发布时间:2018-08-27 12:06
【摘要】:近年来,人工智能在许多方面取得了突破性的成就,因此越来越受到人们的关注。自动问答系统就是人工智能中的一个很重要的分支,也是自然语言处理领域中的一个值得长期研究的目标。现有的问答系统通常可以分为基于检索的问答系统和基于知识库的问答系统,这两种系统在回答问题时都需要事先储备一些相关的背景知识,只不过知识库中存储的都是结构化的易于理解的数据,而基于检索的问答系统通常包含大量的互联网文本,因此在回答问题时都会通过相关的查询产生若干的候选答案,接下来就需要计算每个候选答案与问题的相关程度,从而去除不相关的候选答案,最后得到问题的最佳答案。本文主要研究了面向历史科目的相关问答技术,包括问题分类、问题成分抽取、以及对问题候选答案的置信度排序问题。
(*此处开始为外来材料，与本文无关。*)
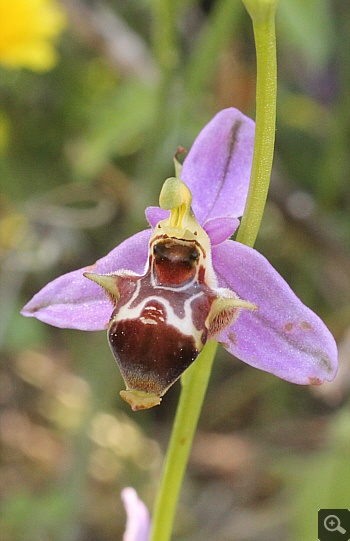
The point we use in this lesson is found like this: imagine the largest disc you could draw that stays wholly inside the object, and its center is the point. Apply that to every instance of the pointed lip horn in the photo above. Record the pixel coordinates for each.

在得到一个问题之后,首先需要对问题进行分析以构造相关的查询,然后经过查询得到若干的候选段落,最后对候选段落中的句子进行置信度排序从而得到简短、准确的问题答案。本文尝试将深度学习的方法应用到问题分类、问题成分抽取和答案置信度排序中,具体研究内容如下:1.本文建立了针对历史科目的问题分类语料集和问题成分抽取语料集,将历史材料题进行分类并识别出问题中的关键要素。另外,本文建立了用于历史科目答案置信度排序的数据集。2.构建了基于深度学习的问题分类模型,并且使用了传统方法SVM与其进行对比。实验结果表明,深度学习法明显优于传统的方法,其中CNN模型取得了最佳的效果,达到了91.08%的Micro-F1值和86.80%的Macro-F1值。3.使用CRF模型和LSTM-CRF模型分别对问题进行了问题成分抽取实验。实验结果表明,传统的CRF模型在小规模语料的情况下效果是优于深度学习方法的,达到了88.51%的F1值。4.构建了基于深度学习的答案置信度排序算法,讨论了在使用CNN、LSTM在答案选择上的效果,实验表明,LSTM模型优于CNN模型,并且本文基于不同置信度计算方法以及使用不同的损失函数对答案置信度计算的影响进行了讨论,并进一步提出了调和余弦相似度和欧几里得距离的置信度计算方法,实验结果表明,使用调和后的置信度计算方法和合页损失函数取得了最佳的效果,其中MAP和MRR值分别为0.4320和0.6120。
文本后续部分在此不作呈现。